Friday, December 30, 2011

Can I get a raisin Julius? Longmont Potion Castle

Technically, LPC released an album this year – LP8, but really, I discovered his whole catalogue this year. What is Longmont Potion Castle? The shortest way to describe him is that he’s a prank-caller comedian, but that’s hardly fair. LPC is the Jackson Pollock of his form. Or maybe, he’s the Salvador Dali – or probably both. Instead of just picking at the people he calls, he coaxes them into absurd situations through a combination of scattershot non sequiturs and surreal pranks.

Some of them include complaining about dog gnashing or asking a restaurant manager whether he wants to get lubricated with some good old boys, or threatening people with the vengeance of Dirk Funk – and none of this sounds funny on the surface, but trust me, it’s like Jazz – once you see where LPC is taking these skits, you start to appreciate the skill and style that makes this form of prank calling an art.

Thursday, December 29, 2011

Dubstep is reaching singularity and it’s a good thing

If 2011 isn’t the year that dubstep reached its zenith, it’s certainly close. With extreme overexposure in movie trailers, cereal commercials, and pretty much anything signified to be dangerous or cool, dubstep is inching closer to its inevitable supernova. Let’s put this out there – dubstep going kaboom is a good thing because it’s the only way to save dubstep.
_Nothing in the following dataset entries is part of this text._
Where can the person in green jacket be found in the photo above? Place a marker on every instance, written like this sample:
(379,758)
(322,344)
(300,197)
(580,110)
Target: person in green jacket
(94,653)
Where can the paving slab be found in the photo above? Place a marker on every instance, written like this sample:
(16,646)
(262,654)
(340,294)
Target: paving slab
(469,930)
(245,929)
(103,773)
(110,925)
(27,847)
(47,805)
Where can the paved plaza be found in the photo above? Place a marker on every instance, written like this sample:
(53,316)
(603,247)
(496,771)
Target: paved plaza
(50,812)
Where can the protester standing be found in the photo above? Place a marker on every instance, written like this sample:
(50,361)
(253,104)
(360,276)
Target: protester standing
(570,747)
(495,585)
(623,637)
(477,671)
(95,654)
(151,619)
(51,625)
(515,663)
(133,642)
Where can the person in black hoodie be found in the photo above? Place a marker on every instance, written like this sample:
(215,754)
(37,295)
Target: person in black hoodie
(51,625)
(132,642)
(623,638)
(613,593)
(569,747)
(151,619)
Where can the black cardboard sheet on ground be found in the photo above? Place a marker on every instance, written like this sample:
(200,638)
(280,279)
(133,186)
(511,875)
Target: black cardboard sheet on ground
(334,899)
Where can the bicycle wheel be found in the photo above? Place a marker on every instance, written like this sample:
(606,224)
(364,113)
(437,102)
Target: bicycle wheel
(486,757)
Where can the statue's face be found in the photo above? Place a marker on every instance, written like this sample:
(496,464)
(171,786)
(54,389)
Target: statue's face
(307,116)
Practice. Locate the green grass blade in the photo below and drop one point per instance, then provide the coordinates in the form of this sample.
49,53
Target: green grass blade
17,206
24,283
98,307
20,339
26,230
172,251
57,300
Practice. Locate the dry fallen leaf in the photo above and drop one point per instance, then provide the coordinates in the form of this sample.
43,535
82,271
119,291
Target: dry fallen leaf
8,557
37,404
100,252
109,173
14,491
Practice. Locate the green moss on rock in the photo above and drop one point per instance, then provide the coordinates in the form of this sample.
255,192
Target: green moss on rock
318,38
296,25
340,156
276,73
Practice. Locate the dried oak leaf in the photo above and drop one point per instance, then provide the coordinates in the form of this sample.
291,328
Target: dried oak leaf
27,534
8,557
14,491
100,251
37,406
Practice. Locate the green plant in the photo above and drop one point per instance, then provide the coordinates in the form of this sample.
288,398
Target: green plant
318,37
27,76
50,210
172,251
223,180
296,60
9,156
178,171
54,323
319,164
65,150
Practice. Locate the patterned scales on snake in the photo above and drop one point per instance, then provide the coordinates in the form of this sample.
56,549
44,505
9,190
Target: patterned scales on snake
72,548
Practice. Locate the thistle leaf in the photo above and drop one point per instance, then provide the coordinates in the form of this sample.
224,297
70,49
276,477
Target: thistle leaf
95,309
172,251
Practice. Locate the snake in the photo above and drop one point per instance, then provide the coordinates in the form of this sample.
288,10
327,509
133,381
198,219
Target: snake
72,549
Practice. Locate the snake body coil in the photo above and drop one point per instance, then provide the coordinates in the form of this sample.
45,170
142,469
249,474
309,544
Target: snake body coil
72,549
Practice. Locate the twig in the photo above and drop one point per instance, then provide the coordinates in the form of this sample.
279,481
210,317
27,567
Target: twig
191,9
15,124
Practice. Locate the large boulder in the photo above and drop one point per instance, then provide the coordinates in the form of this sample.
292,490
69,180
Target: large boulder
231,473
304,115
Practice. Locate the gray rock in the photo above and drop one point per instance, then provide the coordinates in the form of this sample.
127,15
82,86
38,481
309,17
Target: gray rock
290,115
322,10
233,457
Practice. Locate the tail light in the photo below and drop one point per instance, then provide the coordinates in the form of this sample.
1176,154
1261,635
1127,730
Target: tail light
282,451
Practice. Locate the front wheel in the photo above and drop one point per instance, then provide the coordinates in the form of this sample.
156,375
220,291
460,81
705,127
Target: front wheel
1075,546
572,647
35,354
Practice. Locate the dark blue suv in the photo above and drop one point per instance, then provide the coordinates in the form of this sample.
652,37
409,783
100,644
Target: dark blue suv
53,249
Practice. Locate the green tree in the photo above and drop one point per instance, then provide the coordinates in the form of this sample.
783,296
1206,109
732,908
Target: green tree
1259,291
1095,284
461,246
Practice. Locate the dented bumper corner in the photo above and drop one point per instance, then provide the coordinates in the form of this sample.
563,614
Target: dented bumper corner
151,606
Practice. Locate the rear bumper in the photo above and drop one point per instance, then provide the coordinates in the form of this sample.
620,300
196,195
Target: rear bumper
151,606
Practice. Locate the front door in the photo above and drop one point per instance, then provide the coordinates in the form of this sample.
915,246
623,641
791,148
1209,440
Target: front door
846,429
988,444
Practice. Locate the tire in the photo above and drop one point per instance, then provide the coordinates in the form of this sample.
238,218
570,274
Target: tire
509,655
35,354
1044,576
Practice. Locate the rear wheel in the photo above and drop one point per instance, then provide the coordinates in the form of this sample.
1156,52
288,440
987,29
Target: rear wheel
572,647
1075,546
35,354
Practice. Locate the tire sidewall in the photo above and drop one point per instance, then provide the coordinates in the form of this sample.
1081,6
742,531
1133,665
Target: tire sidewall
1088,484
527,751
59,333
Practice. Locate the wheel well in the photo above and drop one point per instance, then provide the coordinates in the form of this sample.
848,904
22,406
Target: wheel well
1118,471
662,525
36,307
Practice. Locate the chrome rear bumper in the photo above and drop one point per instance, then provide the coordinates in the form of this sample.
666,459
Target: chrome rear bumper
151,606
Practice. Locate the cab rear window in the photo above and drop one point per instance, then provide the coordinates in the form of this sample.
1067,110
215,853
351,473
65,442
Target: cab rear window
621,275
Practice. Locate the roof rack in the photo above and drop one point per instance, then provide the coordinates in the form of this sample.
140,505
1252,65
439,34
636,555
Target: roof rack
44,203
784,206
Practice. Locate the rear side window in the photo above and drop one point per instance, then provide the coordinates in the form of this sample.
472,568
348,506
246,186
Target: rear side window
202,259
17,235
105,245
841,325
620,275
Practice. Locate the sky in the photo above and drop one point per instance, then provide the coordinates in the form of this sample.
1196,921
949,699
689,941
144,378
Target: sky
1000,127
Like drum and bass or big beat before it, dubstep is hitting that point of saturation where it’s increasing harder to find evidence of what made the genre popular in the first place. I’d put most of the blame on the bandwagon jumpers – those that don’t really understand the genre, but begin doing dubstep because it’s the hot new kid on the block – as a result, we get music-makers who take the most formulaic elements of dubstep and turn them up to the extreme. Thus, for every Skream, we get ten Skrillex’s.

The bubble’s going to pop – and eventually listeners will tire and move on to the next big trend. I see the implosion as invariably a good thing:

First, the bangwagon jumpers will abandon the genre because it no longer sells – thus taking with them the worst tendencies of the music

Out of that a hardly few purists will remain – and they’ll continue making excellent music by distilling the very best parts of dubstep into its essence – i.e., Kode9, Digital Mystikz etc.

Finally as dubstep disintegrates – there will be musicians who take the genres most compelling parts and refashion them into something new and exciting. We’re already seeing artists working on the fringes – SBTRKT, Sepalcure, Egyptrixx – whose work might not be categorically considered dubstep, but they’re cribbing notes from the genre in interesting ways.

So, yeah...dubstep is dead...long live dubstep!

Tuesday, December 27, 2011

Music in 2012: The R&B Identity Crisis

R&B gets weirdly, wonderfully introspective – Frank Ocean & The Weeknd

What the hell is R&B in 2011? I don’t know – and I don’t think R&B knows any longer – at least that’s the vibe I get out of the two artists I listened to most this year: Frank Ocean and The Weeknd.

Frank Ocean is probably the more traditional of the two - there’s still plenty of come hither here, but it’s undercut by a willingness to be brutally honest (with himself most of all) and show a rare vulnerability, or even better, a willingness to follow his narrative where his imagination takes him – whether that’s driving an Oldsmobile into the ocean or smoking Novacane-laced drugs and dreaming of Stanley Kubrick.

The Weeknd shares a penchant for honesty, but it’s the cruellest kind. This Toronto outfit deals in empty promises and empty bodies, but buries it under pretty textures and softly cooed R&B tropes. Despite often falling into the familiar R. Kelly trap of boasts and bragging, there’s something unsettlingly sociopathic about it. It's a fascinating case of beautiful people singing songs about other beautiful people being the worst kind of monsters.